A peine l'annonce tombée, c'était l'euphorie. Les terrasses peuvent rouvrir dès lundi. Libérés, délivrés, les Suisses pourront à nouveau aller boire un verre au soleil. Oui mais voilà, si les clients crient leur joie, les restaurateurs, eux, se montrent plus dubitatifs. «L'ouverture des terrasses, c'est plutôt des soucis supplémentaires pour nous», confie Maurice Paupe, président de GastroJura et patron du café de la Poste à Saignelégier (JU). Voici pourquoi:
«A cette période de l'année, la température varie beaucoup. Cela peut aller de 8 à 21 degrés, ce sera donc au jour le jour», souligne Maurice Paupe qui n'ouvrira pas sa terrasse pour le moment. Le président de GastroJura pointe également la difficulté de s'organiser face à l'imprévisibilité du vent et de pluie.
«Si on prépare de la marchandise et qu'on ne la vend pas parce qu'il pleut, on va avoir de sacrées pertes. Et c'est la même chose pour le personnel, on ne peut pas les appeler le matin en fonction de la météo», détaille-t-il. Le patron du café de la Poste rappelle que l'espace intérieur représente habituellement une soupape de sécurité en cas de mauvais temps soudain.

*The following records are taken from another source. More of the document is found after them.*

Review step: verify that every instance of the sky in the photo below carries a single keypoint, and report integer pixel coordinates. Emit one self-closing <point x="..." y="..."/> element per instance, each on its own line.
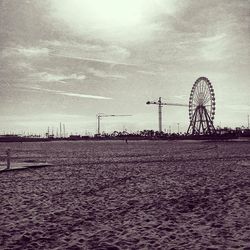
<point x="67" y="60"/>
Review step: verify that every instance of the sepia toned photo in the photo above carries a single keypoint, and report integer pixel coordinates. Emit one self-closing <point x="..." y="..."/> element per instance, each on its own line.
<point x="124" y="124"/>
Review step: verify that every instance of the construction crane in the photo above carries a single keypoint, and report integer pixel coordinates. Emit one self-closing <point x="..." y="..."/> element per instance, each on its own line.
<point x="99" y="116"/>
<point x="160" y="105"/>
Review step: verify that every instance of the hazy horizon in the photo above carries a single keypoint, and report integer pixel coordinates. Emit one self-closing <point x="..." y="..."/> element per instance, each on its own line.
<point x="65" y="61"/>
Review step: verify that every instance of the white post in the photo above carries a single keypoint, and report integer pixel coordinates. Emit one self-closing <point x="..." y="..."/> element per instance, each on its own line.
<point x="8" y="158"/>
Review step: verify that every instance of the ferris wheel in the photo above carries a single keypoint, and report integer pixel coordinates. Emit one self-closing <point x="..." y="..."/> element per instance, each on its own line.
<point x="201" y="108"/>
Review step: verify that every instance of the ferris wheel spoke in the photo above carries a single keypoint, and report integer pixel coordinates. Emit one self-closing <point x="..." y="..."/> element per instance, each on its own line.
<point x="202" y="107"/>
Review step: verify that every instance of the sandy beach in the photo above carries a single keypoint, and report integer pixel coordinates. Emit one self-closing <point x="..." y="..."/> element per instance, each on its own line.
<point x="140" y="195"/>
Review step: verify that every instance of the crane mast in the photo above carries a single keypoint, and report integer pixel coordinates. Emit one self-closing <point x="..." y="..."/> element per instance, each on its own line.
<point x="160" y="105"/>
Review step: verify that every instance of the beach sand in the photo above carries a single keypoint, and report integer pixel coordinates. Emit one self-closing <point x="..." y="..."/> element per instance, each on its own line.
<point x="140" y="195"/>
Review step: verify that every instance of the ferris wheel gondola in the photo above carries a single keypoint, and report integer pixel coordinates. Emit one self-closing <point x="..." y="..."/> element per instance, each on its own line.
<point x="201" y="107"/>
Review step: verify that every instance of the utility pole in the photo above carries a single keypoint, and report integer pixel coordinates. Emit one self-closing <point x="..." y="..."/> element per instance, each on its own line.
<point x="160" y="105"/>
<point x="60" y="129"/>
<point x="99" y="116"/>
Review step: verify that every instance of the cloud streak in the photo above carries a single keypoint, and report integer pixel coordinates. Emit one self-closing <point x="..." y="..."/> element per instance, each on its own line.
<point x="59" y="92"/>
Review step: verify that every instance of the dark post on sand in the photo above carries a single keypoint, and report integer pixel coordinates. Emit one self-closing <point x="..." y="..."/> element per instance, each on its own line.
<point x="8" y="158"/>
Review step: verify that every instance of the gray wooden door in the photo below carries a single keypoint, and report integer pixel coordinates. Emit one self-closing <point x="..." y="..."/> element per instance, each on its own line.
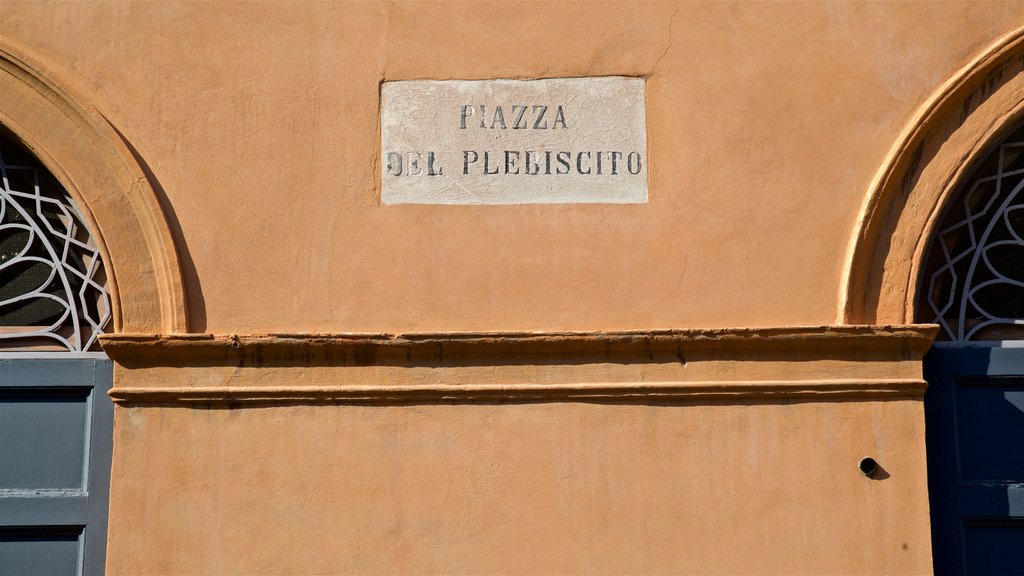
<point x="975" y="433"/>
<point x="55" y="436"/>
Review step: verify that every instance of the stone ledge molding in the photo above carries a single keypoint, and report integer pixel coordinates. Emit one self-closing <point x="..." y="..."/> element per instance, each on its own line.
<point x="728" y="365"/>
<point x="93" y="162"/>
<point x="932" y="155"/>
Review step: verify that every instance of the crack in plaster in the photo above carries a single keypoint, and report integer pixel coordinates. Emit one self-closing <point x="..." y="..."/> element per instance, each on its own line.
<point x="672" y="23"/>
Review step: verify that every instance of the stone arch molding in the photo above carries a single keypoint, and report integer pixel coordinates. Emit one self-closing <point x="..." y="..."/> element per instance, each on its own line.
<point x="97" y="168"/>
<point x="935" y="152"/>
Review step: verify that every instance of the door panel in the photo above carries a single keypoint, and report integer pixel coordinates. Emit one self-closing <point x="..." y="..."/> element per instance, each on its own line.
<point x="975" y="421"/>
<point x="55" y="436"/>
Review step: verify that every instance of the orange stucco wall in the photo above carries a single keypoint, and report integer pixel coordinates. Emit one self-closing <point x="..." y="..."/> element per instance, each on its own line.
<point x="258" y="124"/>
<point x="766" y="123"/>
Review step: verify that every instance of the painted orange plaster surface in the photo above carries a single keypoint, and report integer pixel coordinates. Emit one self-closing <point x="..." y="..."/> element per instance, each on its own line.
<point x="527" y="489"/>
<point x="766" y="122"/>
<point x="258" y="122"/>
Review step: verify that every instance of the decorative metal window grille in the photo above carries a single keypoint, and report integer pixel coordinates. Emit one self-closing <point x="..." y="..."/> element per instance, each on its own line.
<point x="52" y="284"/>
<point x="973" y="284"/>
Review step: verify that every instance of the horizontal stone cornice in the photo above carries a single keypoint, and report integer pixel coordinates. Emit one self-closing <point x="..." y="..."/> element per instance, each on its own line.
<point x="722" y="365"/>
<point x="365" y="347"/>
<point x="666" y="392"/>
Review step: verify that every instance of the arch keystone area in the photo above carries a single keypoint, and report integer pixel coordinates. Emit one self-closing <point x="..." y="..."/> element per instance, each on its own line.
<point x="87" y="155"/>
<point x="933" y="154"/>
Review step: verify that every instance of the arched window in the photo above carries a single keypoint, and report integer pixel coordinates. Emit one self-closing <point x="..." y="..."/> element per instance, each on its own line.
<point x="973" y="285"/>
<point x="52" y="283"/>
<point x="55" y="417"/>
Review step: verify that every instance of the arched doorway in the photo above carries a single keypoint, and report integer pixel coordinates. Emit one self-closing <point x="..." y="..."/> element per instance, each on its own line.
<point x="973" y="286"/>
<point x="55" y="417"/>
<point x="951" y="175"/>
<point x="53" y="379"/>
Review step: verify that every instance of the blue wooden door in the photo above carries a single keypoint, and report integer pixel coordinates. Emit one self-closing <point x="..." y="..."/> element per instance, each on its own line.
<point x="55" y="436"/>
<point x="975" y="433"/>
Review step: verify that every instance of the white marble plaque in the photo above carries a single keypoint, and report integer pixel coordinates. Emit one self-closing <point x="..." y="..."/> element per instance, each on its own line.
<point x="513" y="141"/>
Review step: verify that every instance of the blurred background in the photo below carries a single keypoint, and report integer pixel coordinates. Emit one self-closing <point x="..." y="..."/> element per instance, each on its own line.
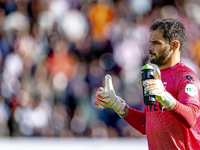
<point x="54" y="55"/>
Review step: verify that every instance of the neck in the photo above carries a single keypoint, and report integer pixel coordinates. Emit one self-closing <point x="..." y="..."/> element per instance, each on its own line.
<point x="172" y="61"/>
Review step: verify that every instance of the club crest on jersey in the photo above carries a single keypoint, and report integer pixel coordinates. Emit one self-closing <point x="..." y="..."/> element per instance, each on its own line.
<point x="191" y="89"/>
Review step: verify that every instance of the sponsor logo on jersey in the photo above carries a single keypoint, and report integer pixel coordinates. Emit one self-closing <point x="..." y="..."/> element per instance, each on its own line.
<point x="191" y="89"/>
<point x="189" y="77"/>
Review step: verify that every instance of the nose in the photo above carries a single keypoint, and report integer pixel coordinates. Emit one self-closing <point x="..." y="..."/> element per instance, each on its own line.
<point x="150" y="49"/>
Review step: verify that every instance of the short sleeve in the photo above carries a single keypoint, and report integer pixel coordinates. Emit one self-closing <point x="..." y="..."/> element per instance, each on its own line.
<point x="188" y="89"/>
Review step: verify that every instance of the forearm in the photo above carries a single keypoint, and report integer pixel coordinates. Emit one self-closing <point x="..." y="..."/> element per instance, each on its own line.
<point x="136" y="119"/>
<point x="185" y="113"/>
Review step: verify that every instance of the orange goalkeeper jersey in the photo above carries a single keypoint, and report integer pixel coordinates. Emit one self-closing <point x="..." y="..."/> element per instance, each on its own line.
<point x="166" y="130"/>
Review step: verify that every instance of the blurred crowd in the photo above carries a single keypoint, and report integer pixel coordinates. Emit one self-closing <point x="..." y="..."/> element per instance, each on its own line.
<point x="54" y="55"/>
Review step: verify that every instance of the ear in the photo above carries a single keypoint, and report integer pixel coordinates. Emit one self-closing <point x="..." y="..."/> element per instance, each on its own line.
<point x="174" y="45"/>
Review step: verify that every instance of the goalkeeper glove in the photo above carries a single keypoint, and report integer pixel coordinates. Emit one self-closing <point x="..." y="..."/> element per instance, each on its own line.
<point x="107" y="98"/>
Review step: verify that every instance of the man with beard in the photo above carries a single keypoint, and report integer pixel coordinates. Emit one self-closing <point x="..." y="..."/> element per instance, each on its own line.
<point x="173" y="122"/>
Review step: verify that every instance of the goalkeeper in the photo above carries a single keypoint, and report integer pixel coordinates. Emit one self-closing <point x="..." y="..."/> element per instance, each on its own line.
<point x="178" y="125"/>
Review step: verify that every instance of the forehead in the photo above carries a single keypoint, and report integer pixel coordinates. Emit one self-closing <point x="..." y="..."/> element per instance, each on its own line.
<point x="157" y="35"/>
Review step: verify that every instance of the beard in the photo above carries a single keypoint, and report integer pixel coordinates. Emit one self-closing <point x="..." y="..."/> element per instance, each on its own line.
<point x="162" y="57"/>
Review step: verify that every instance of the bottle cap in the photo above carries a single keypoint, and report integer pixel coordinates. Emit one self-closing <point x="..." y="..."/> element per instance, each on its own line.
<point x="147" y="66"/>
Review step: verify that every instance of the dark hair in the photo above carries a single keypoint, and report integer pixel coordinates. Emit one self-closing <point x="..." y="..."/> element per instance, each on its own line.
<point x="173" y="30"/>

«C'est triste à dire mais c'est un peu une fausse joie pour le moment. On a la possibilité de travailler mais qui va manger dehors avec cette météo?», confirme Tamara Silva qui gère le café Le Kiwi à Morges. La Vaudoise pointe également les différentes orientations des terrasses. «Tout dépend de comment tu es placé. Nous, par exemple, au mois de mai, on est encore à l'ombre à midi.»
Autre difficulté pour les cafés-restaurants, trouver le bon équilibre entre ouvrir leur terrasse et continuer à recevoir les aides financières des autorités qui restent en vigueur. «On n'est plus des restaurateurs mais des comptables qui doivent faire de grands calculs pour savoir si ça vaut la peine d'ouvrir ou pas», regrette Tamara Silva tout en reconnaissant sa chance d'avoir une grande terrasse.
Car pour ceux qui n'ont qu'un petit espace extérieur, encore réduit par les mesures de distanciation sociale, faire travailler du personnel n'est absolument pas rentable. «Il faut aussi bien réfléchir, car le peu de chiffre d'affaires qu'on va faire sera pris en compte par l'administration. Mais on ne va pas pouvoir réaliser de grandes marges. Je m'attends plutôt à des pertes», observe Maurice Paupe.
Le président de GastroJura craint également que lui et ses confrères se retrouvent en porte-à-faux avec leurs clients: «Quand il va faire 20 degrés, ils vont nous reprocher d'être fermés. Les gens ont envie qu'on ouvre, mais nous, on ne peut pas le faire dans n'importe quelles conditions, surtout en ce moment.»
Tamara Silva abonde: «Nous, par exemple, on réfléchit si cela vaut la peine de faire des plats du jour. Mais certains clients risquent de nous reprocher d'être ouverts et de ne pas faire à manger.» La Vaudoise invite d'ailleurs les consommateurs à faire preuve de savoir-vivre. «J'espère qu'ils seront conscients de notre situation et qu'ils ne resteront pas une heure et demie à une table avec juste un café alors qu'il y a une famille de quatre qui attend.»
Si Maurice Paupe réfléchit encore, Tamara Silva a, elle, décidé d'ouvrir sa terrasse malgré toutes les difficultés. «On a envie de revoir du monde, de faire quelque chose, de retrouver un rythme de vie», assure-t-elle. Mais la Vaudoise souhaite également donner une lueur d'espoir aux gens. «Rien que le fait de pouvoir se faire servir, cela ramène au temps d'avant. C'est ce que j'aimerais pouvoir offrir à mes clients.»